Ballarò, mercato da sempre: la lunga storia di uno dei simboli di Palermo

 

Uno dei quartieri più antichi di Palermo, Ballarò, ospita uno dei mercati storici della città. I suoi colori e la sua vita animano le strette strade da sempre.


Nell’anno 830, quando Palermo fu occupata dagli Arabi, la città presentava quasi inalterato l’originario impianto urbano punico-romano, rimasto sostanzialmente immutato durante il periodo delle invasioni barbariche e della conquista bizantina. In meno di un secolo, per necessità di ordine demografico, sorsero due nuovi quartieri fuori le mura: il primo fu posto al di là del corso d’acqua settentrionale (Papireto), il secondo oltre quello meridionale (Kemonia o fiume del maltempo).

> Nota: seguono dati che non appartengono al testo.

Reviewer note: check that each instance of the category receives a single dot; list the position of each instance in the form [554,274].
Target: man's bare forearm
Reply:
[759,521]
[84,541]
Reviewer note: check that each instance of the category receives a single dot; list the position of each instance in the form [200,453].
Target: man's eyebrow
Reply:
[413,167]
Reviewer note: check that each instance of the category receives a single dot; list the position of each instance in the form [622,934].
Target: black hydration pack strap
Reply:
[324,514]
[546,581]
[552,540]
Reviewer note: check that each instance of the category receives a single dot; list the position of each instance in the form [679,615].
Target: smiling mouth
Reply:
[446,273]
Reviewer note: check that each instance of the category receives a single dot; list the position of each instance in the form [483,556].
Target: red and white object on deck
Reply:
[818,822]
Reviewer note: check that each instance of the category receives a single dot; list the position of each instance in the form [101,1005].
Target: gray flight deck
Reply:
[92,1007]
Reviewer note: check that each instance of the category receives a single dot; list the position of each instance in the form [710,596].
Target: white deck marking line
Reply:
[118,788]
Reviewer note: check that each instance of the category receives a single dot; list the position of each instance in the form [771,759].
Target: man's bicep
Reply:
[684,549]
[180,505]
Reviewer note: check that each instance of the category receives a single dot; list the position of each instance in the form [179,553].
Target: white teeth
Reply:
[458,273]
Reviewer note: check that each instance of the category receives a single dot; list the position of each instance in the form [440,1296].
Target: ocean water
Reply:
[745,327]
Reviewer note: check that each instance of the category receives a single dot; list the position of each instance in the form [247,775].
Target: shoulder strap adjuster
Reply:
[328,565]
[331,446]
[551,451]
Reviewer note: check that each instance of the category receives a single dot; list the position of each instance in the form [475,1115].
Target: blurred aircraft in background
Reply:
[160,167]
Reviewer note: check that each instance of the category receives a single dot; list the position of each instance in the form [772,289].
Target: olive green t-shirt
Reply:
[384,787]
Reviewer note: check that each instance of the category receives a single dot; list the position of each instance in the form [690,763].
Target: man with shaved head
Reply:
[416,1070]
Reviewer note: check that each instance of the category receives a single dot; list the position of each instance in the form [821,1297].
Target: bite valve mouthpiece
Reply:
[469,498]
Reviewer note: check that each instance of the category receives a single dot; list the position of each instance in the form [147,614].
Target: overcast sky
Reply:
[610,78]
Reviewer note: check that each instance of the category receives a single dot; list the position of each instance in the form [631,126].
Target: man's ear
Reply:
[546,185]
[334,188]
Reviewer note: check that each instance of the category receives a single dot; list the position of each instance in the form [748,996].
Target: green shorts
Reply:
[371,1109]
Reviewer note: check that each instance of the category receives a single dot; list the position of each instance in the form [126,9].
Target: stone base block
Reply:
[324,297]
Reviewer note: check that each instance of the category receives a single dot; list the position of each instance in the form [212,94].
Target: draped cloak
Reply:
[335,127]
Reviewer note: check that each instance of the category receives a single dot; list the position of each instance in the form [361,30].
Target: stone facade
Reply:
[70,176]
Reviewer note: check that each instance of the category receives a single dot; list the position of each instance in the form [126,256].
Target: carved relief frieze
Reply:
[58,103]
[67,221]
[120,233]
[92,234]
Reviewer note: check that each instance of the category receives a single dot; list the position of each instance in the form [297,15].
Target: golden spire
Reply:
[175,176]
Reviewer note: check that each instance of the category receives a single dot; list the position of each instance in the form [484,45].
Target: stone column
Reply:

Nell’anno 937 fu costruita una nuova città fortificata, detta al-Halisah (“l’Eletta”), separata da quella più antica e destinata a diventare centro direzionale, oltre che sede dell’emiro e dei funzionari di governo. Questa seconda città corrispondeva orientativamente all’odierno rione della Kalsa e nella sua cinta muraria si aprivano quattro porte.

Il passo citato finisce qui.